28 Nisan 2016 tarihli “Finansal 1 Eylül eşiğinde para savaşları ve Panama belgeleri (1)” başlıklı yazımızdan bir bölüm:
(…) ABD başkanı Nixon tarafından, basılan her Dolar’ın değerine karşılık gelen miktarda altın ayrılması olarak basitçe tanımlanabilecek, Bretton Wood sisteminin kaldırılmasından sonra Altın-Dolar kapışması hiç bitmedi. Altın ve Dolar bir tahterevallinin iki ucunda bulununca Dolar üzerine kurulan dünya sistemini koruyabilmek için altın fiyatları hep suni olarak bastırıldı. Bunun kimi zaman bankalar yoluyla kağıt işlemler üzerinden, sıkışılan durumlarda da fiziki altının piyasaya verilmesi ile yapıldığı biliniyor. Altın haricinde elektronik şifreli para olarak bilinen Bitcoin’de Amerikan Dolarının egemenliğini tehdit etmektedir. (…)
BATI’DA ZENGİNLER BANKALARDAN BAĞIMSIZ KASALAR KİRALIYORLAR
Özellikle ABD ve Batı ülkelerinde zenginler varlıklarını korumak için fiziki altın ve gümüş alımlarına yönelmektedirler.

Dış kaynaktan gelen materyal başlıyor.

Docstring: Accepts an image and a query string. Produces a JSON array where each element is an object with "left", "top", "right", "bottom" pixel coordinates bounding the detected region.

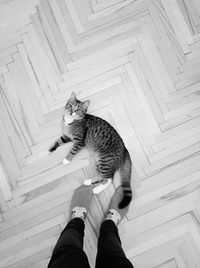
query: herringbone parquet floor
[{"left": 0, "top": 0, "right": 200, "bottom": 267}]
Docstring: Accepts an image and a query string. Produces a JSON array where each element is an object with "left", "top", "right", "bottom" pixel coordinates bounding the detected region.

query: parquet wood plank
[
  {"left": 30, "top": 260, "right": 48, "bottom": 268},
  {"left": 71, "top": 23, "right": 140, "bottom": 59},
  {"left": 136, "top": 25, "right": 171, "bottom": 103},
  {"left": 0, "top": 194, "right": 69, "bottom": 233},
  {"left": 30, "top": 12, "right": 63, "bottom": 76},
  {"left": 48, "top": 0, "right": 76, "bottom": 53},
  {"left": 0, "top": 187, "right": 9, "bottom": 213},
  {"left": 130, "top": 238, "right": 184, "bottom": 267},
  {"left": 91, "top": 0, "right": 125, "bottom": 12},
  {"left": 9, "top": 57, "right": 41, "bottom": 137},
  {"left": 0, "top": 89, "right": 28, "bottom": 169},
  {"left": 88, "top": 0, "right": 137, "bottom": 22},
  {"left": 64, "top": 0, "right": 85, "bottom": 34},
  {"left": 159, "top": 108, "right": 200, "bottom": 132},
  {"left": 25, "top": 24, "right": 60, "bottom": 95},
  {"left": 67, "top": 36, "right": 135, "bottom": 71},
  {"left": 37, "top": 0, "right": 70, "bottom": 70},
  {"left": 7, "top": 248, "right": 51, "bottom": 268},
  {"left": 149, "top": 134, "right": 200, "bottom": 163},
  {"left": 0, "top": 214, "right": 66, "bottom": 251},
  {"left": 144, "top": 142, "right": 200, "bottom": 174},
  {"left": 3, "top": 68, "right": 33, "bottom": 148},
  {"left": 152, "top": 125, "right": 200, "bottom": 153},
  {"left": 13, "top": 49, "right": 45, "bottom": 126},
  {"left": 146, "top": 5, "right": 181, "bottom": 83},
  {"left": 130, "top": 45, "right": 169, "bottom": 115},
  {"left": 177, "top": 0, "right": 200, "bottom": 36},
  {"left": 22, "top": 33, "right": 55, "bottom": 105},
  {"left": 0, "top": 0, "right": 200, "bottom": 267},
  {"left": 161, "top": 0, "right": 193, "bottom": 53},
  {"left": 124, "top": 63, "right": 161, "bottom": 138},
  {"left": 180, "top": 234, "right": 200, "bottom": 267},
  {"left": 17, "top": 42, "right": 49, "bottom": 114},
  {"left": 60, "top": 56, "right": 129, "bottom": 90},
  {"left": 129, "top": 46, "right": 165, "bottom": 124},
  {"left": 0, "top": 227, "right": 60, "bottom": 267},
  {"left": 0, "top": 118, "right": 20, "bottom": 189}
]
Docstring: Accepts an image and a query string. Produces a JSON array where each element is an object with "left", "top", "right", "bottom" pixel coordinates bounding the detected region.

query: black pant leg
[
  {"left": 48, "top": 218, "right": 90, "bottom": 268},
  {"left": 95, "top": 220, "right": 134, "bottom": 268}
]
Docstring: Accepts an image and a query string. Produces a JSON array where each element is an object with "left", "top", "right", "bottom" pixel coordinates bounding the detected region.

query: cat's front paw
[
  {"left": 62, "top": 158, "right": 70, "bottom": 165},
  {"left": 48, "top": 143, "right": 58, "bottom": 153},
  {"left": 84, "top": 179, "right": 92, "bottom": 186}
]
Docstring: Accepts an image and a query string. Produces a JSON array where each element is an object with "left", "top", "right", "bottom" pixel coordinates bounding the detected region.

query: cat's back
[
  {"left": 84, "top": 114, "right": 124, "bottom": 151},
  {"left": 85, "top": 114, "right": 114, "bottom": 131}
]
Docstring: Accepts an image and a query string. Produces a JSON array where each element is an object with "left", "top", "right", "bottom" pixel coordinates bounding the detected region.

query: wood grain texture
[{"left": 0, "top": 0, "right": 200, "bottom": 267}]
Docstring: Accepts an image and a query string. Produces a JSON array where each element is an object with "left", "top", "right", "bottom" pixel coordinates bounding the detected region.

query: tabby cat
[{"left": 49, "top": 92, "right": 132, "bottom": 208}]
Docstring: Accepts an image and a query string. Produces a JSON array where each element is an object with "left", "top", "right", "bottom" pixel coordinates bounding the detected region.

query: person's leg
[
  {"left": 95, "top": 187, "right": 134, "bottom": 268},
  {"left": 48, "top": 217, "right": 89, "bottom": 268},
  {"left": 48, "top": 185, "right": 93, "bottom": 268}
]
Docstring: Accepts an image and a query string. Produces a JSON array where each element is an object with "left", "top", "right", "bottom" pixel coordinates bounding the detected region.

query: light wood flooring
[{"left": 0, "top": 0, "right": 200, "bottom": 267}]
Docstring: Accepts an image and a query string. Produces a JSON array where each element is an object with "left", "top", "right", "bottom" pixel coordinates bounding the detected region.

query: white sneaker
[
  {"left": 71, "top": 207, "right": 87, "bottom": 220},
  {"left": 106, "top": 209, "right": 121, "bottom": 225}
]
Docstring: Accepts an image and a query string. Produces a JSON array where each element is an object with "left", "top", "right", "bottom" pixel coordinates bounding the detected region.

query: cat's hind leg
[
  {"left": 93, "top": 178, "right": 112, "bottom": 194},
  {"left": 92, "top": 161, "right": 114, "bottom": 194},
  {"left": 83, "top": 165, "right": 102, "bottom": 186}
]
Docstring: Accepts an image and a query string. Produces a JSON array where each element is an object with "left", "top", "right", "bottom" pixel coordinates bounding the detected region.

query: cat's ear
[
  {"left": 82, "top": 100, "right": 90, "bottom": 110},
  {"left": 69, "top": 91, "right": 76, "bottom": 101}
]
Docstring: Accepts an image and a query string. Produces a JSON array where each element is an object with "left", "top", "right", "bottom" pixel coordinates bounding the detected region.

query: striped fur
[{"left": 49, "top": 92, "right": 132, "bottom": 208}]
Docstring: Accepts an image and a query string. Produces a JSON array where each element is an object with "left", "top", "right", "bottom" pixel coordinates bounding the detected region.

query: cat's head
[{"left": 64, "top": 92, "right": 90, "bottom": 120}]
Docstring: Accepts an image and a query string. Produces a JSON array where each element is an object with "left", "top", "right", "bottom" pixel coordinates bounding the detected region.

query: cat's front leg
[
  {"left": 49, "top": 135, "right": 71, "bottom": 153},
  {"left": 62, "top": 142, "right": 84, "bottom": 165}
]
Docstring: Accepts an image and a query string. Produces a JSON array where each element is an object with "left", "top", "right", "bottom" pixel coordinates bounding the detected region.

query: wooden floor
[{"left": 0, "top": 0, "right": 200, "bottom": 267}]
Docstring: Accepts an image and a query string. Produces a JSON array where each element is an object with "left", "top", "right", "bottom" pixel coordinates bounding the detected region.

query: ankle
[
  {"left": 106, "top": 209, "right": 121, "bottom": 225},
  {"left": 71, "top": 207, "right": 87, "bottom": 221}
]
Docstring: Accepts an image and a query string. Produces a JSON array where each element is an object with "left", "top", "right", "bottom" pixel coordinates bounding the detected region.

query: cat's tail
[{"left": 118, "top": 149, "right": 132, "bottom": 209}]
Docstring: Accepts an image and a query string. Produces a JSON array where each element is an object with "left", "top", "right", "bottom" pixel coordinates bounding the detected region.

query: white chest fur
[{"left": 64, "top": 115, "right": 74, "bottom": 125}]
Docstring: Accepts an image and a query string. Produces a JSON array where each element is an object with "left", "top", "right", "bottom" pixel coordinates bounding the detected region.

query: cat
[{"left": 49, "top": 91, "right": 132, "bottom": 209}]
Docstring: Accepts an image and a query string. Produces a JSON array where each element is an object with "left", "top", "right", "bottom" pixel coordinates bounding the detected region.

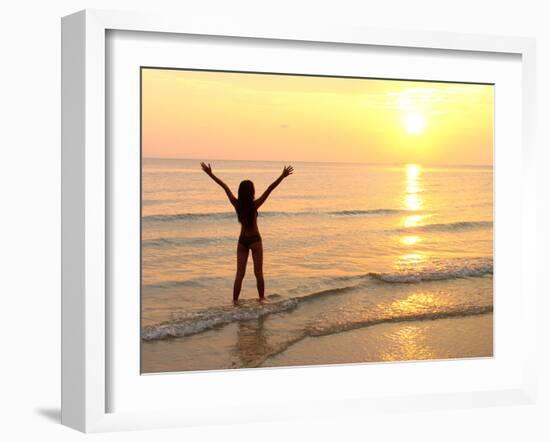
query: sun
[{"left": 404, "top": 113, "right": 426, "bottom": 135}]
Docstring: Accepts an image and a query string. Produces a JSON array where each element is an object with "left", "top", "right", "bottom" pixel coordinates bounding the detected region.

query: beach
[
  {"left": 142, "top": 313, "right": 492, "bottom": 373},
  {"left": 141, "top": 158, "right": 493, "bottom": 373}
]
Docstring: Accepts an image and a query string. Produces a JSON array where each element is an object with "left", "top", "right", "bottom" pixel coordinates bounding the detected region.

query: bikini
[
  {"left": 238, "top": 232, "right": 262, "bottom": 248},
  {"left": 238, "top": 210, "right": 262, "bottom": 248}
]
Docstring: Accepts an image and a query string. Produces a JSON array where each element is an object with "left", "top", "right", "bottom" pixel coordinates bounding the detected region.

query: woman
[{"left": 200, "top": 162, "right": 294, "bottom": 304}]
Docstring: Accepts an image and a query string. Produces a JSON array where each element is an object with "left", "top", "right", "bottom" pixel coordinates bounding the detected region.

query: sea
[{"left": 141, "top": 158, "right": 493, "bottom": 372}]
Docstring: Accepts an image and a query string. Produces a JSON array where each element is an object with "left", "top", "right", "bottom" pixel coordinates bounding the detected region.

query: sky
[{"left": 141, "top": 68, "right": 494, "bottom": 166}]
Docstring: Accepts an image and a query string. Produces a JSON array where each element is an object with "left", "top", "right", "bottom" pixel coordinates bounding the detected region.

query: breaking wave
[
  {"left": 398, "top": 220, "right": 492, "bottom": 233},
  {"left": 367, "top": 258, "right": 493, "bottom": 283},
  {"left": 142, "top": 257, "right": 492, "bottom": 341}
]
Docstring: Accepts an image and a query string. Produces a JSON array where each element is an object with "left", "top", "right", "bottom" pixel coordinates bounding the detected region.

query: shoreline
[
  {"left": 262, "top": 313, "right": 493, "bottom": 368},
  {"left": 141, "top": 312, "right": 493, "bottom": 374}
]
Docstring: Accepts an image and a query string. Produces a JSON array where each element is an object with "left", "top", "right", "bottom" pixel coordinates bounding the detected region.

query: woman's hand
[
  {"left": 200, "top": 162, "right": 213, "bottom": 176},
  {"left": 281, "top": 165, "right": 294, "bottom": 178}
]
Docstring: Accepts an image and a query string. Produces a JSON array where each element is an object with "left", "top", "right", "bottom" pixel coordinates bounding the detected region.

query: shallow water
[{"left": 141, "top": 159, "right": 493, "bottom": 372}]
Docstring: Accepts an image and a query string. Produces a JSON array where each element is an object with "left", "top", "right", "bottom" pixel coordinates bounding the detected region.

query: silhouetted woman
[{"left": 200, "top": 162, "right": 294, "bottom": 304}]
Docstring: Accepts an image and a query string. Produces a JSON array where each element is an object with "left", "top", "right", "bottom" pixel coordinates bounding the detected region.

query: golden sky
[{"left": 142, "top": 68, "right": 493, "bottom": 166}]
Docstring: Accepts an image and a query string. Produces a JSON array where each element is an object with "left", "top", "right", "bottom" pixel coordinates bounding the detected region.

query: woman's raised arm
[
  {"left": 200, "top": 162, "right": 237, "bottom": 207},
  {"left": 255, "top": 165, "right": 294, "bottom": 209}
]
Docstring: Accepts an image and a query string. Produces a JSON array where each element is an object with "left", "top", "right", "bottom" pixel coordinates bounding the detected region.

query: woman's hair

Bu servetlerini ise kriz durumlarında hükümetlerin kolayca el koyabileceği banka kasalarında değil bu iş için dünyanın değişik bölgelerinde kurulmuş özel kasalarda muhafaza etmektedirler.
ÇİN HONG KONG HAVAALANI ALTINDA ALTIN DEPOLUYOR
Çin ise büyük bir hızla fiziki altın alımları yaparak elindeki Dolarlardan kurtuluyor ve aldığı altınları Hong Kong havaalanı altına yaptığı depolara koyuyor.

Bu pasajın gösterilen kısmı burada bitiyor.